T H U N D E R   A N D   L I G H T N I N G


Thunder and lightning have impressed humans with their spectacle and violent results from the earliest times. The Greeks thought it was their high god Zeus who threw lightning bolts. The Vikings said their main deity, Thor, struck lightning by hammering an anvil while traveling by chariot across the sky. Native Americans believed that the "Thunderbird" flapping its wings created the sound of thunder and that its bright feathers were the source of lightning flashes. For young children, thunder and lightning are still some of the most frightening weather phenomena. But nearly 2 centuries of research on thunder and lightning have helped us understand a lot about what causes them.

Thunderstorms bring several different kinds of dangerous weather: tornadoes, hail, flash floods, and, of course, lightning. Flash floods (also caused by the drenching rain of hurricanes) are the #1 cause of weather fatalities in the United States, and lightning is #2, with more than 100 deaths per year. Lightning injures hundreds more, and causes millions of dollars worth of damage. Hail can wreck whole fields of crops in minutes.

At any one time some 1,000 to 2,000 thunderstorms are going on somewhere around Earth. Researches using satellites to get a global picture now estimate there may be some 100 lightning flashes a second!

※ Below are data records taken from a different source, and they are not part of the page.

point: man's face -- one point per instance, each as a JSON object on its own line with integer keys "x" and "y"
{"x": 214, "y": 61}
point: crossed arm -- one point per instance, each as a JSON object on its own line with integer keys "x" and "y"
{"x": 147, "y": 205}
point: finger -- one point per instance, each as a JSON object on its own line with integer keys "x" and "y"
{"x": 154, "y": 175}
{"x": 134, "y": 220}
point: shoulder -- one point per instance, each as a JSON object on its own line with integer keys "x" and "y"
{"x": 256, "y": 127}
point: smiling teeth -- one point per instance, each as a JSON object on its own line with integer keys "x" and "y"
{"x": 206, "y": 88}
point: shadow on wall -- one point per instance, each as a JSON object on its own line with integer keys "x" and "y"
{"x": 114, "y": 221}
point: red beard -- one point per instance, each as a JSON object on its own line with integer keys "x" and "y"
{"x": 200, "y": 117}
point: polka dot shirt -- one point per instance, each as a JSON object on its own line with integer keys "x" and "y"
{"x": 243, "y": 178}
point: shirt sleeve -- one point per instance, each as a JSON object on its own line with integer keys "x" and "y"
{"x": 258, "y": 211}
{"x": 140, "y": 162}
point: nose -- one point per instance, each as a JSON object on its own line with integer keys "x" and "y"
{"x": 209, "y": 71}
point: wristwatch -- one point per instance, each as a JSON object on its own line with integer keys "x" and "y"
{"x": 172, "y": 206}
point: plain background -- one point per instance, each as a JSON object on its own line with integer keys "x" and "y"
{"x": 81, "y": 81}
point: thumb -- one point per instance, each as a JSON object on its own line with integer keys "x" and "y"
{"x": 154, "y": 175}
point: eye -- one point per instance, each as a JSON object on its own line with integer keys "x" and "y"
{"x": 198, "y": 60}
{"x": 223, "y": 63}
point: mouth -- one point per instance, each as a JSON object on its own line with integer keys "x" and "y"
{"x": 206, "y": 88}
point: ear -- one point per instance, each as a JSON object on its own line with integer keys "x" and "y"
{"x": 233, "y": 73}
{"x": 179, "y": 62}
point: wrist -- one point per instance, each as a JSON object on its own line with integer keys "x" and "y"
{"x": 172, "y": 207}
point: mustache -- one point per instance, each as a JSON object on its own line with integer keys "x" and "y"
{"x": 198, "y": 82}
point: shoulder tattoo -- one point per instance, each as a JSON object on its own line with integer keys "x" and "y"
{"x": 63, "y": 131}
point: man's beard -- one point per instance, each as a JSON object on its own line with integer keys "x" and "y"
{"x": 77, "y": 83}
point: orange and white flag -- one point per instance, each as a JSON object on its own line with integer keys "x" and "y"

To grow, thunderstorms need unstable air, with warm air near the ground and cold air up above. While these kinds of storms can occur at any time of year, they're more frequent in spring and summer. They're "convective storms", meaning that in them warm air rises, releases heat energy and cools, and then falls down once again, like soup boiling on a stove.

Getting a thunderstorm started requires one of a number of triggering events to set the warm air moving upwards. It can be the arrival of a cold front—heavier, denser cold air running into lighter, warm air, and forcing it upwards. Or it can be a local change in elevation, or some other cause of excessive heating close to the surface.

There are places across the continent where such conditions are more common, as in the Great Plains, where there's the so-called "dryline", a frequently-found boundary between dry air moving east from the deserts of the Southwest and humid air from the Gulf of Mexico.

To understand a thunderstorm it helps to think of the basic building block as being a "single cell" storm, but in the real world most thunderstorms are in fact "multi-cell", made up of multiple cells. Once a thunderstorm has formed, it can trigger other storms as much as a hundred miles farther away, in a kind of chain reaction, by creating a gust of cold wind that bumps into this new region of warm air and starts it moving upwards. At lesser distances, this pulse of cooler air can also trigger mult-icell thunderstorms.

The most severe thunderstorms, known as "supercells", require special weather conditions, and so appear less frequently. But the United States is also the place where such conditions can be found most often. "Supercells" can last for hours, triggering tornadoes.